Zürafalar çok eşlidir: hem erkekler hem de dişiler farklı partnerlerle üreyebilir. Ayrıca dişiler polieströzdür, bu nedenle yılın herhangi bir zamanında üreyebilirler. Zürafaların üreme sırasındaki davranışları 4 aşamaya ayrılabilir:

  • Yaklaşım: Dişiler kızışmaya başladıklarında erkekler onlara yaklaşır ve idrar yapana kadar kalçalarını yalar, ovuşturur ve kemirir. Bu sayede idrarı koklayarak üreme döneminde olup olmadıklarını anlayabilirler.
  • Gösteri: Erkek, eşini etkilemek amacıyla boynunu uzatır ve yaklaşabilecek diğer erkeklerle bölgeselleşir.

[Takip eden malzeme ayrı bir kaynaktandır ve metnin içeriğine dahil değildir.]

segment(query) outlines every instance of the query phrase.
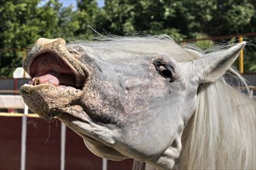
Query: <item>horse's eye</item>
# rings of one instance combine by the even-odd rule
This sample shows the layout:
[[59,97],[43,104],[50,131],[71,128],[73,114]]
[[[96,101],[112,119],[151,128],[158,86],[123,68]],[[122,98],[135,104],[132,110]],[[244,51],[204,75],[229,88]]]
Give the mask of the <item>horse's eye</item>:
[[160,65],[157,66],[158,71],[165,78],[171,78],[172,76],[172,68],[171,66],[165,66],[164,65]]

Ayrıca onu nazikçe dürtebilir veya kuyruğunu yalayabilirsin.
  • Koşmak: Dişi onu görmezden gelirse, erkek onu kovalamaya ve dişi kabul edene kadar itmeye başlar.
  • Çiftleşme: Dişi sonunda bunu kabul ederse çiftleşirler.

Zürafa gebeliği yaklaşık 14 ila 16 ay sürer ve tek bir buzağı veya istisnai durumlarda ikizler doğurur. Anneler doğduklarında yavrularının ayağa kalkıp plasenta kalıntılarını yalamasına yardım ederek ilk anne-çocuk bağını kurar.

Anneler yavrulara bakmakla görevlidir. Bazen bir annenin kızını diğer yetişkin zürafalara yem veya su içmeye bırakabileceği sözde kreşler oluşturdukları gözlemlenir. Bu alanlarda, birkaç yetişkin bir grup gence göz kulak oluyor ve sırayla gruptan ayrılıyor.

Boyun atmak nedir?

Boyun atma, erkekler arasında 2 örneğin kılıç gibi boyunlarını kullanarak dövüştüğü belgelenmiş bir davranıştır.Karşılaşmalar, hafif itmelerden çok şiddetli darbelere kadar düşük veya yüksek yoğunluklu olabilir. Bu karşılaşmalar tüyleri diken diken ederken genellikle ciddi yaralanmalara neden olmaz.

Bu tür davranışlar çiftleşme hakkı için erkekler arasında bir hiyerarşi kurulmasını sağlar. Ayrıca, merakla, erkeklerin her karşılaşmadan sonra birbirlerini nasıl okşadıkları, kur yaptıkları ve hatta bindikleri belgelendi.

Yavru davranışı

Zürafa buzağıları doğduklarında 2 metre yükseklikten düşerler. Tehlikeli görünse de 15 dakika içinde ayağa kalkar ve emzirirler. 12-16 aya kadar sütten kesilmezler.

3-4 hafta sonra anneler yavrularını kreş gruplarına götürür. Kadınlarda 3-4, erkeklerde ise 5 yaşına kadar olgunluğa ulaşana kadar onları böyle bir hayat beklemektedir. Bu aşamadan sonra dişiler gruplar halinde kalma eğilimi gösterirken, erkekler daha yalnız ve gezici hale gelir.

Doğanın kaçırılmaması gereken bazı harikaları vardır. Zürafa popülasyonlarının küçüldüğü ve parçalandığı gösterildikten sonra, onlara nihayet savunmasız türler statüsü verildi ve böylece koruma projeleri başlatabildiler. Şans eseri, bu yürüyen katedraller için henüz her şey bitmiş değil.